“Capstone Parade and Hill. Bands. Free.
Victoria Pavilion. Concerts. Morning and Evening. Free.
Cairn Top. Pleasure Grounds. Free.
Hillsborough Hill Pleasure Grounds. Free.
Hele Bay and Beach. Free.
Chamberscombe and Score Woods. Ideal Picnic Spots. Free.”
There are, however, in this list so many things that, obviously, could not be anything else but free, that the ordinary stranger stands struck with astonishment at the moderation which has not included on the “free” list such items as the Bristol Channel, the air, and the roads. But where so many things are trumpeted as “free,” the suspicious person looks for others that are not; and, sure enough, he discovers them, in—
“Pier, and Lantern Hill. Toll, 2d.
Tors Walks. Toll, 2d.”
It is not, of course, the fault of the local authority that the Tors Walks are subject to toll, for the place is private property; but the fact is especially unfortunate in a place like Ilfracombe, lacking sands or foreshore, except the one tiny beach of Wildersmouth Bay.
Nor can you well bathe in the sea without paying for the “privilege.”

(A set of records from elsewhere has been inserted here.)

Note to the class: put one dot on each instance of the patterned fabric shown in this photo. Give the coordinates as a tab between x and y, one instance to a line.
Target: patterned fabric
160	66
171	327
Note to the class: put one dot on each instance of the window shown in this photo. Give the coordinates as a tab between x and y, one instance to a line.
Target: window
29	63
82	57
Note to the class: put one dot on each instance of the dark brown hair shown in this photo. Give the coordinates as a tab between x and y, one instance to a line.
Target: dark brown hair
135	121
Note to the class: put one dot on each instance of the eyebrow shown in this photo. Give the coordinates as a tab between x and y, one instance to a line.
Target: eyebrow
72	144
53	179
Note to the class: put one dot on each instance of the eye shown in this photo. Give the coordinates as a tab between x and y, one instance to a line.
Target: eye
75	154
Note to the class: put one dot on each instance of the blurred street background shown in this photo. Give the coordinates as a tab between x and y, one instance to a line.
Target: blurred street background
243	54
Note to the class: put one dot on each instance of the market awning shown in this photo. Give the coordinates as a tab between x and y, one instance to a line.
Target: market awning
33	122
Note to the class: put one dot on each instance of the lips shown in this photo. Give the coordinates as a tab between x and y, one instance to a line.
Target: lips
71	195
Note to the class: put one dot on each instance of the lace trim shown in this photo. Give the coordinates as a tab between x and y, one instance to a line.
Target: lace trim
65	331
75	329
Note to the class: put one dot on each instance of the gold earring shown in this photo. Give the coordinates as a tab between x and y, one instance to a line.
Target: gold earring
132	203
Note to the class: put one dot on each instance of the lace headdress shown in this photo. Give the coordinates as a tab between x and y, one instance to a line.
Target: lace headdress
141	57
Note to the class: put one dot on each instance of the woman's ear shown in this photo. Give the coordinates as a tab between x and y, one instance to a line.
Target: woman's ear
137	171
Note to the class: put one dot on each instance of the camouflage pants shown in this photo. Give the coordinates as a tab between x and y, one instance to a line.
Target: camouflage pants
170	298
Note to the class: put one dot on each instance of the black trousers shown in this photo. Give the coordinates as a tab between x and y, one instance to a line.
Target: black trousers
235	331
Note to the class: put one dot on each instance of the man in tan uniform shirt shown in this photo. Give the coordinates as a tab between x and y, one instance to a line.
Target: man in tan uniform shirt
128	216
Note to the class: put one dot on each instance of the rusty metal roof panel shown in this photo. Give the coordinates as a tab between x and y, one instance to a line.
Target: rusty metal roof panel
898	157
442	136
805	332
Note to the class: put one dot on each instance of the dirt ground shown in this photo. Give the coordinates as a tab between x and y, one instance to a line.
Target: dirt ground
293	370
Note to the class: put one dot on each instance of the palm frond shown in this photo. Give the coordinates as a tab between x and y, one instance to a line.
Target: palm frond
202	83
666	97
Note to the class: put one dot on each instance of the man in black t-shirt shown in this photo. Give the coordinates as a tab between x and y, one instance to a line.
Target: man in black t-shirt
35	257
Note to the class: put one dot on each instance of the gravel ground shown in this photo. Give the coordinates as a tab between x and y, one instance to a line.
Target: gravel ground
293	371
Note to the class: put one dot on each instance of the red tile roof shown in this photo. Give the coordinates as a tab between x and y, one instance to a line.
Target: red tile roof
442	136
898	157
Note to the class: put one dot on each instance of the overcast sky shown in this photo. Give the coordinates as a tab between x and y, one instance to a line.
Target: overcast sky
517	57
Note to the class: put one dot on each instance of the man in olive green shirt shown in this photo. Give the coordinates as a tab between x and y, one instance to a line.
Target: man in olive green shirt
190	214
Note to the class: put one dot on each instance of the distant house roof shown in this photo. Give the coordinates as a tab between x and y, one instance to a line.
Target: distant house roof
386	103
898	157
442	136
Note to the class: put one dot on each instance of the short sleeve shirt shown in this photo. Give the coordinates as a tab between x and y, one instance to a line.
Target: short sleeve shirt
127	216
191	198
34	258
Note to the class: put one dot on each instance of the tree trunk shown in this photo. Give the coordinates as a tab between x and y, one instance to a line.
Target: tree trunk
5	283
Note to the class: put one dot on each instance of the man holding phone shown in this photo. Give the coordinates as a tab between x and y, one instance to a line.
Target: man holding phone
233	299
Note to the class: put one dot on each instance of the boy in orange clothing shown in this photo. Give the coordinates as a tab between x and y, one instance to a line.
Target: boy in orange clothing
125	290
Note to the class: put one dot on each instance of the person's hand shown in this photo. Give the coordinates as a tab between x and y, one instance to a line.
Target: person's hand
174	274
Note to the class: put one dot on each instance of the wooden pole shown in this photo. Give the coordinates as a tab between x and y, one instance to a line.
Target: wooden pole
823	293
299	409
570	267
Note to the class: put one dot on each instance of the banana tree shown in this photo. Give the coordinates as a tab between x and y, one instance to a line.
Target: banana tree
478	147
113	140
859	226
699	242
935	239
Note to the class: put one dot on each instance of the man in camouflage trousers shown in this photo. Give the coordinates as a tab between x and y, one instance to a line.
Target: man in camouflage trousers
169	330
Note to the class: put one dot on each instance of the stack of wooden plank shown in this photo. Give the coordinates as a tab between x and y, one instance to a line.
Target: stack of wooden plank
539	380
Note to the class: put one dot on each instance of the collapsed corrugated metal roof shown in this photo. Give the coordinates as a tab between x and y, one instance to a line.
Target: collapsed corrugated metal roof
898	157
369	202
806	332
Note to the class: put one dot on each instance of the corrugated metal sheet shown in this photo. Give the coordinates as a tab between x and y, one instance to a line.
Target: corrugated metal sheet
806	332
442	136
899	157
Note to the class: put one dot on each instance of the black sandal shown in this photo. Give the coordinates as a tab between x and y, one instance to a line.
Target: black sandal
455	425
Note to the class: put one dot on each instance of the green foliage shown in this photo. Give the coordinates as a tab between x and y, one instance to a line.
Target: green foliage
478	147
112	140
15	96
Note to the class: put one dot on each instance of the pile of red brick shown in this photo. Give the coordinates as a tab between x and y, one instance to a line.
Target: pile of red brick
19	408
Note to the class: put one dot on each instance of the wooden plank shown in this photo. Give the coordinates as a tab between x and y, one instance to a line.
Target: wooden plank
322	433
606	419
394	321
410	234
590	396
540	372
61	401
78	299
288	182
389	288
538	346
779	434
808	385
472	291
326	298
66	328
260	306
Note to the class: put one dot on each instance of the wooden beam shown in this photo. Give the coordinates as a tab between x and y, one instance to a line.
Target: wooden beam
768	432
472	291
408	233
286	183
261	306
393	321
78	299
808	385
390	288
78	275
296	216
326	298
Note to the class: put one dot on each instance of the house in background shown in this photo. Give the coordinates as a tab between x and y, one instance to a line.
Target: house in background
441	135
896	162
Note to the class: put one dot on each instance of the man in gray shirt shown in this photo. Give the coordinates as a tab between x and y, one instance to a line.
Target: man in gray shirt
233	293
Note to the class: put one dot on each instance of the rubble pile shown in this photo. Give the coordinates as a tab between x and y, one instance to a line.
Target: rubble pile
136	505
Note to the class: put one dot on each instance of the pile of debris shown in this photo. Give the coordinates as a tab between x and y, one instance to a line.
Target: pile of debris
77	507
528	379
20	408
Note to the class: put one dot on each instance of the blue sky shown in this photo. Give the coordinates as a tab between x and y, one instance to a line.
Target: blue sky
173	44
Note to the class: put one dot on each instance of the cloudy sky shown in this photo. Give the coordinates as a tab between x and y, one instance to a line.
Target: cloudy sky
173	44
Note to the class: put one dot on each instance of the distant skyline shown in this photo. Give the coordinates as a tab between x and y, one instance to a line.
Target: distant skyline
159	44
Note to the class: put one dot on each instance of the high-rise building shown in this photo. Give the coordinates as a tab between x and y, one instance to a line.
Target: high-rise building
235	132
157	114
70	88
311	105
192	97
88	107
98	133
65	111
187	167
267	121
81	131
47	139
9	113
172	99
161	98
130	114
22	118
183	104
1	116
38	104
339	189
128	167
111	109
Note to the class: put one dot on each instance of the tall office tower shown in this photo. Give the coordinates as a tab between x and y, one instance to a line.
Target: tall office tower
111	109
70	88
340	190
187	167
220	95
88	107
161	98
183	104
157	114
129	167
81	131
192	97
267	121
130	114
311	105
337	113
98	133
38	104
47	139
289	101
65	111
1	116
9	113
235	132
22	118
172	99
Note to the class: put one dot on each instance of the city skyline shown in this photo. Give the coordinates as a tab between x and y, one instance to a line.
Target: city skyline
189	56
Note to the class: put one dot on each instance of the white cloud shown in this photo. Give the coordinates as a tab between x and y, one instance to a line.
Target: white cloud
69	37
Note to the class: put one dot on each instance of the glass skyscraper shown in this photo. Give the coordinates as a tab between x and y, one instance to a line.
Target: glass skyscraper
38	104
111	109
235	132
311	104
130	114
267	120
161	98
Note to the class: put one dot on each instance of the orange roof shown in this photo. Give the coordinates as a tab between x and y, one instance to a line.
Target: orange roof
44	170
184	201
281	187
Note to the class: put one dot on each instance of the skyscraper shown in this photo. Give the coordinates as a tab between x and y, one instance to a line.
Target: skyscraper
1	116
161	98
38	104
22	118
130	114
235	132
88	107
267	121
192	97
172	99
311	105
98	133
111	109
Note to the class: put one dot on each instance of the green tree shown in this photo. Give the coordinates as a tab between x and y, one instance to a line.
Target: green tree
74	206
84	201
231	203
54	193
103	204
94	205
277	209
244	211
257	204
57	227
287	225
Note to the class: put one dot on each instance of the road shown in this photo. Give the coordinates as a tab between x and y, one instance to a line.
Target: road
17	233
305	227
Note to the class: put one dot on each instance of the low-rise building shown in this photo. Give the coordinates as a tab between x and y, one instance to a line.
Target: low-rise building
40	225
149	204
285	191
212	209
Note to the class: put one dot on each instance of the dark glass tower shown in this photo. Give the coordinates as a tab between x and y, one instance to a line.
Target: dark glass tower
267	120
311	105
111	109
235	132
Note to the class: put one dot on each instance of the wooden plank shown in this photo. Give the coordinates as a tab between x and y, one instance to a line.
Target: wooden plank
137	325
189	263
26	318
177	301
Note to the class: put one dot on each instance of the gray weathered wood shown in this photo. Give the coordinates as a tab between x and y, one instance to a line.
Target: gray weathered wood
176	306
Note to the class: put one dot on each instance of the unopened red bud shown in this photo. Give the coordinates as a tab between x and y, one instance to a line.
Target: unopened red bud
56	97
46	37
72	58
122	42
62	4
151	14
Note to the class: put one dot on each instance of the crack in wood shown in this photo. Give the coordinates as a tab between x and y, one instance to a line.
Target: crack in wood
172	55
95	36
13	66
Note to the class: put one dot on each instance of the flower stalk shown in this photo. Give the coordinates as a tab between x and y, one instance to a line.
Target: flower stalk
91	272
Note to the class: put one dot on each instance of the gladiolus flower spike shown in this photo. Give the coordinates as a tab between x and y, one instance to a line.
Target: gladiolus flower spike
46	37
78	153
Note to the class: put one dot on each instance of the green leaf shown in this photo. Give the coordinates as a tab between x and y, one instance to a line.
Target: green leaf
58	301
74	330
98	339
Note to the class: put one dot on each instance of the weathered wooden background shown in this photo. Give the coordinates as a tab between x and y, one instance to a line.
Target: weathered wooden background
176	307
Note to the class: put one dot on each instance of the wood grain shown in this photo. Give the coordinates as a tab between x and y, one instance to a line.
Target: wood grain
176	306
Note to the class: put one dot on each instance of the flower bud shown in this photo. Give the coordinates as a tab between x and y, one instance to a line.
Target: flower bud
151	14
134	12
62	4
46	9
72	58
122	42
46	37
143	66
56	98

The present circumstances of Ilfracombe are largely conditioned (to use for once a horribly illegitimate verb) by its nearness to the great manufacturing and seaport towns of Bristol and South Wales. Cardiff, Swansea, Barry, are all within easy reach by steamboat, only twenty miles across Channel, and the excursion to Ilfracombe from all these places is a favourite one. At any time in the summer, from four to six very large steamers from these places, lying in the harbour, form a familiar sight, and the “white funnel” and the “red funnel” steamers are very fine, commodious and well-found boats. They bring an immense concourse of people into the town, some to stay, but the majority for only a few hours. Compared, of course, with such places as Margate or Ramsgate, these numbers would not be remarkable, but then you have to remember the difference in the sizes of the respective places. Margate has a reputation for vulgarity. All classes resort there, and so they do here. Ilfracombe has hotels as expensive on the one hand, or as cheap on the other, as you could wish, and, I doubt not, there are cultured visitors to be discovered in them. “Discovered” is, indeed, precisely the word, for they would require some seeking amid the mass. It is the commonest of errors to think vulgarity is the especial attribute of the poorer, or even of the middle classes. It is rather a condition of mind than of pocket, and resides in every social stratum. It is only the snob who thinks the poor are by reason of their poverty, vulgar, or the rich, by favour of their wealth, refined. There are vulgar millionaires and cultured crossing-sweepers, for all the world to see. But the intellectually vulgar seem to select Ilfracombe, above all places on the North Devon coast, as their habitat. Originally a very delightful place, they are reducing it to their own level, aided and abetted by the local building fury, in which landowners are unwittingly, in destroying the natural beauties of the locality, engaged in the antique game of killing the goose that lays the golden eggs. To descend from the language of hyperbole, they are erecting tall terraces of houses on all the outskirts, with the result, already seen, of shutting out the views over sea and cliffs; and with other results, presently to accrue, that the town will be overbuilt and even the vulgarian miss the vanished rustic graces.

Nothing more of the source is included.